Hört nur den Sturm da draußen! Bei allen Mächten, das ist keine Nacht, um von einem Leben, wie das meinige, zu erzählen.«

»Und ich, ein Weib, habe dir doch von dem meinigen erzählt!« sagte Fausta La Tedesca dumpf.

»Darum beuge ich mich dir auch, darum vermag ich es nicht, dich von mir zu treiben, deshalb mußte – einst – ich es auch sein, ich, Cesare Campolani, welcher die Flucht vor dir ergriff. Fausta, Fausta, du hast wieder gesiegt, wir werden wieder zusammen gehen! Nach Paris sollst du mit mir zur Katharina. Es gibt nur noch ein Weib auf dieser Erde, welches dir gleichen wird in künftigen Tagen, Fausta La Tedesca – die Medicäerin ist's, die Frau Heinrichs von Frankreich, welche jetzt noch von niemand gekannt ist, die aber einst gleich einem blutigen Stern über der Welt aufgehen wird.«

Die Augen Faustas leuchteten.

»So führe mich, Cesare Campolani«, sagte sie. »Noch einmal will ich dir dienen, wie ich dir schon diente. Gebiete, ich werde dir folgen auf deinem Pfade als deine Sklavin, aber – bedenke es wohl – zugleich als deine Richterin.«

Fausta La Tedesca legte die kleine Hand in die dargebotene Rechte Don Cesares. – Est politia inter daemones, sagt Martin Luther!
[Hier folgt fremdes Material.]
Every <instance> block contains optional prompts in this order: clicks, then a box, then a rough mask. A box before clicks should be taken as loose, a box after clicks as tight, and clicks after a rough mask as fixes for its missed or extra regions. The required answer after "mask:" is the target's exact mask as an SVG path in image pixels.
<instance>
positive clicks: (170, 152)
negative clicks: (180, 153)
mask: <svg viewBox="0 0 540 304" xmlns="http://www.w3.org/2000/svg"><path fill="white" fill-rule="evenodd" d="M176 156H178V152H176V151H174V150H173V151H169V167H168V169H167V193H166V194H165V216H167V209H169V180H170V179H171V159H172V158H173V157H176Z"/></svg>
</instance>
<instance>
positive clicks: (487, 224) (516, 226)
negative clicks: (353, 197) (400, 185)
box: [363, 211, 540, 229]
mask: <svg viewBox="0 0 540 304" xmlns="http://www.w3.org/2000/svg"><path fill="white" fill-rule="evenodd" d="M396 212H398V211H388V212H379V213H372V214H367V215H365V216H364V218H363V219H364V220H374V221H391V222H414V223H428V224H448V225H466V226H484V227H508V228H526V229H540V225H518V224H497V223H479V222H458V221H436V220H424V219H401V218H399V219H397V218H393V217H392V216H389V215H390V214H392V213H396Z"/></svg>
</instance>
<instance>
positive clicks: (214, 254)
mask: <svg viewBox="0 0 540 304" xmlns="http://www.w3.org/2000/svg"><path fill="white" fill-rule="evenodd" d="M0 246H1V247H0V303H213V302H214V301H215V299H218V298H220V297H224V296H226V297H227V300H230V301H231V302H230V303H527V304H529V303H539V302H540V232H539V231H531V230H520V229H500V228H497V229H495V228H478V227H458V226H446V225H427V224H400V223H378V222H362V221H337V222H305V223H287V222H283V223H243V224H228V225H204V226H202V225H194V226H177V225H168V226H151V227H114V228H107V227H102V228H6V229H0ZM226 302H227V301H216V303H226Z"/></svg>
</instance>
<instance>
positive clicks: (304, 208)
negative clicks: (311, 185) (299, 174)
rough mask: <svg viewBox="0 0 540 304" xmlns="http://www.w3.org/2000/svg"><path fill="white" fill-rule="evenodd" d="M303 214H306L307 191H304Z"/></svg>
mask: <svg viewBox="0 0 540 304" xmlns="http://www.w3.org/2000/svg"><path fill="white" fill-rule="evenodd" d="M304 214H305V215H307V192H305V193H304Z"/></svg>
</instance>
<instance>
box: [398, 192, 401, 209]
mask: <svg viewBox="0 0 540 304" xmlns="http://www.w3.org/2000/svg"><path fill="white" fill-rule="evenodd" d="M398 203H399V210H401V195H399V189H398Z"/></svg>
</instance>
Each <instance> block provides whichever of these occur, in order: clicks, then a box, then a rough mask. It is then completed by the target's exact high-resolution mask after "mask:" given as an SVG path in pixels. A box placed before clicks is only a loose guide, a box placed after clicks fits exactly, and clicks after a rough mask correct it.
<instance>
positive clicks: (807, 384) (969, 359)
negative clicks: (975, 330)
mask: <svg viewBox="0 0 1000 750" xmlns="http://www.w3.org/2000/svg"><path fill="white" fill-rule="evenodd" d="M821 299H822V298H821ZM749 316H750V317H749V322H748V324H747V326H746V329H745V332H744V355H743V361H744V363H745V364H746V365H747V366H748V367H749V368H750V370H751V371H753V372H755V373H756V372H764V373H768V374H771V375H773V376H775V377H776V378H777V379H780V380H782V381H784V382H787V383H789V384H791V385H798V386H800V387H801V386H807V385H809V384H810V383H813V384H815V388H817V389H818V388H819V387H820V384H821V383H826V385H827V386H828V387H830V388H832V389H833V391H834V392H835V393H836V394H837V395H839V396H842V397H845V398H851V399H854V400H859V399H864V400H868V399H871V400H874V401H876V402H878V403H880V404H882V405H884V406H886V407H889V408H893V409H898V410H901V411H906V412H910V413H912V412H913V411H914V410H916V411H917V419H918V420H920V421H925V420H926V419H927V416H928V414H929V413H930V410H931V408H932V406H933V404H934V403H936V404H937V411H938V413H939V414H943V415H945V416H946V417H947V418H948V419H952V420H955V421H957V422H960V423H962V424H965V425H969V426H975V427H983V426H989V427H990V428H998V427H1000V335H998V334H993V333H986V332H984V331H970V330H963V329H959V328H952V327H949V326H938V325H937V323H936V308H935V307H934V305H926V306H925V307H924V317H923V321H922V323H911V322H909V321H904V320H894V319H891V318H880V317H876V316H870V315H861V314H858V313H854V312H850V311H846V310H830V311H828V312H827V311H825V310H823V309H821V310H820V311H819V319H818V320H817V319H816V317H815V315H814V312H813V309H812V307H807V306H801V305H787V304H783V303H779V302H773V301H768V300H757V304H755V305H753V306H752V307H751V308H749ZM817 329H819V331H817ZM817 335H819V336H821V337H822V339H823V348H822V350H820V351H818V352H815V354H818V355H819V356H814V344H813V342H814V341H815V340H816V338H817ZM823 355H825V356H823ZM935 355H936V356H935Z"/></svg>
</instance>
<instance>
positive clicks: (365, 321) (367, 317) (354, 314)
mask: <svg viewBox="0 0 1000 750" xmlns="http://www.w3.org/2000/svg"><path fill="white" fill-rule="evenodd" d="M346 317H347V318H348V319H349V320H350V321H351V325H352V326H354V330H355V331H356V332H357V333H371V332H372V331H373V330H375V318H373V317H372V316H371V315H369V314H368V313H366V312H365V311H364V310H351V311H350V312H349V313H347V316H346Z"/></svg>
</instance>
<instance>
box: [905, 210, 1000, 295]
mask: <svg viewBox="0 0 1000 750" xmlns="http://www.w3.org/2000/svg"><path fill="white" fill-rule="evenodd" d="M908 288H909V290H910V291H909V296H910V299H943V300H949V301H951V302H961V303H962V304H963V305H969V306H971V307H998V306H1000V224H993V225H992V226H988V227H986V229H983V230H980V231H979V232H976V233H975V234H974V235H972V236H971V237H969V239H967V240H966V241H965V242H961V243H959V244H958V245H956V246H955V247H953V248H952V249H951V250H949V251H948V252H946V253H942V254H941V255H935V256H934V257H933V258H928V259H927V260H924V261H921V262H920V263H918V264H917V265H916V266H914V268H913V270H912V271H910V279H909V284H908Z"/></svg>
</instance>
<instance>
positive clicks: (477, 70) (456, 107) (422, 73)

»Und nun noch ein Wort«, sprach der Ritter nach einer Pause. »Bist du dieses Grafen von Pyrmont sicher?«

Fausta lächelte.

»Gut! Das ist mir sehr wichtig und wird unsere Pläne vortrefflich fördern. Träume von Gold, Sonne und Krieg, Fausta La Tedesca – heute über ein Jahr wollen wir im königlichen Louvre zu Paris von diesem Wiederfinden sprechen! Gute Nacht, mein prächtiger Nachtstern!«

Fausta La Tedesca neigte das Haupt:

»Gute Nacht, Don Cesare!«

Noch einmal schaute sie von der Tür aus nach dem Ritter zurück, dann verschwand sie lautlos, wie sie gekommen war. und Cesare Campolani fand sich allein, fast mit noch weniger Neigung zum Schlaf als vorher.

»Diavolessa!« murmelte er, während er den Türriegel vorschob.

Noch einige Male schritt er im Gemache auf und ab.

»Ah bah«, rief er endlich, »genug der Sorgen für einen Tag – erwarten wir, wie die Sachen im Licht sich gestalten werden – o Fausta – Fausta auf diesem Schloß Pyrmont!«

Er gürtete sein Schwert los, kleidete sich aus und warf sich auf das Lager. Wider Erwarten und Hoffen überkam ihn der Schlaf doch; aber unruhig war er und voll wilder Träume. Mehr als einmal rief Cesare auffahrend den Namen Faustas der Magierin.

Ununterbrochen lärmte bis zum ersten Morgengrauen der Sturm fort, ununterbrochen wirbelte der Schnee und verschüttete immer mehr alle Wege, die zum Schloß führten!